Erbbaurecht: Abbruchsverpflichtung kann bewertungsrechtlich berücksichtigt werden

Die Oberfinanzdirektion Frankfurt hat in einer Verfügung festgelegt, dass die Verpflichtung eines Erbbauberechtigten, das Gebäude bei Beendigung des Erbbaurechts abzubrechen, durch einen Abschlag bewertungsrechtlich zu berücksichtigen ist (Az. S-3215 A-003-St 72). Bei Bewertungen im Ertragswertverfahren ist die Höhe des Abschlags der Anlage 9 zu den Richtlinien für die Bewertung des Grundvermögens zu entnehmen. Diese Tabelle endet bei einer restlichen Lebensdauer des Gebäudes von 30 Jahren.
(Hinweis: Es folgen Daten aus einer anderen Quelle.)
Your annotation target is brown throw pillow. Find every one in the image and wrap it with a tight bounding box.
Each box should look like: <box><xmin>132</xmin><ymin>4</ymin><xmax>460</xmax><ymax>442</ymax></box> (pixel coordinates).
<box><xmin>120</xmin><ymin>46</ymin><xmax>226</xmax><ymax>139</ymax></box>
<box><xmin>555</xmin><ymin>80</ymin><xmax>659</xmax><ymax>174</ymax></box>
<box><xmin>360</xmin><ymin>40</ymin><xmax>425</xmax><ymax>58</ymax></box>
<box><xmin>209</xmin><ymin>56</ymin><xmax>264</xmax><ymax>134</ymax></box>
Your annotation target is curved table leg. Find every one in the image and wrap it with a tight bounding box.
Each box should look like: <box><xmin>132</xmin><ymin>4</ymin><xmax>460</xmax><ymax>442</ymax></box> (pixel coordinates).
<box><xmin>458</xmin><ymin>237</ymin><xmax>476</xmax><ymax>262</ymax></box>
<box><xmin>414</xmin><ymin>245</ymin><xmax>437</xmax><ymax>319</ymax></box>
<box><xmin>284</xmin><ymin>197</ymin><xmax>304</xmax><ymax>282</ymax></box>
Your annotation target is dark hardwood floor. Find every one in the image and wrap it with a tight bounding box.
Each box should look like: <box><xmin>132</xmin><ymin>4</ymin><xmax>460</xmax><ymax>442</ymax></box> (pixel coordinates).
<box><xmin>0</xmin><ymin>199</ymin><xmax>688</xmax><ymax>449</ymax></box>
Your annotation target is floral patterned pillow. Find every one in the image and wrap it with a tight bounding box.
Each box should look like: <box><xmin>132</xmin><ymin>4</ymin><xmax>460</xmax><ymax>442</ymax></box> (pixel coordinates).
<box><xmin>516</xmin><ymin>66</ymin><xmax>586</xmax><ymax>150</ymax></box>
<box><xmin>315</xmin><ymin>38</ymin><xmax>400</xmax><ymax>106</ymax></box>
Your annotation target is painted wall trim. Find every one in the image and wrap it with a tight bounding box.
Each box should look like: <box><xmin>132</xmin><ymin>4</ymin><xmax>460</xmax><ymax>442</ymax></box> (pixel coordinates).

Ein Abschlag unterbleibt jedoch auch bei einer restlichen Lebensdauer von mehr als 30 Jahren nicht. Dem Erbbauberechtigten wird ein Anteil am Gebäudewert zugerechnet, wenn das Erbbaurecht noch mehr als 30 Jahre, aber weniger als 50 Jahre dauert und das Gebäude bei seinem Ablauf entschädigungslos an den Eigentümer des belasteten Grundstücks fällt. Bei dieser Rechtslage kann dem Erbbauberechtigten in dem wirtschaftlich für ihn ähnlich liegenden Fall, in dem er das Gebäude bei dem nach 30, aber früher als in 50 Jahren bevorstehenden Ablauf des Erbbaurechts abbrechen muss, ebenfalls nicht der volle Gebäudewert, sondern nur ein um einen Abschlag verminderter Gebäudewert zugerechnet werden. Bei einem Gebäude auf fremdem Grund und Boden ist entsprechend zu entscheiden.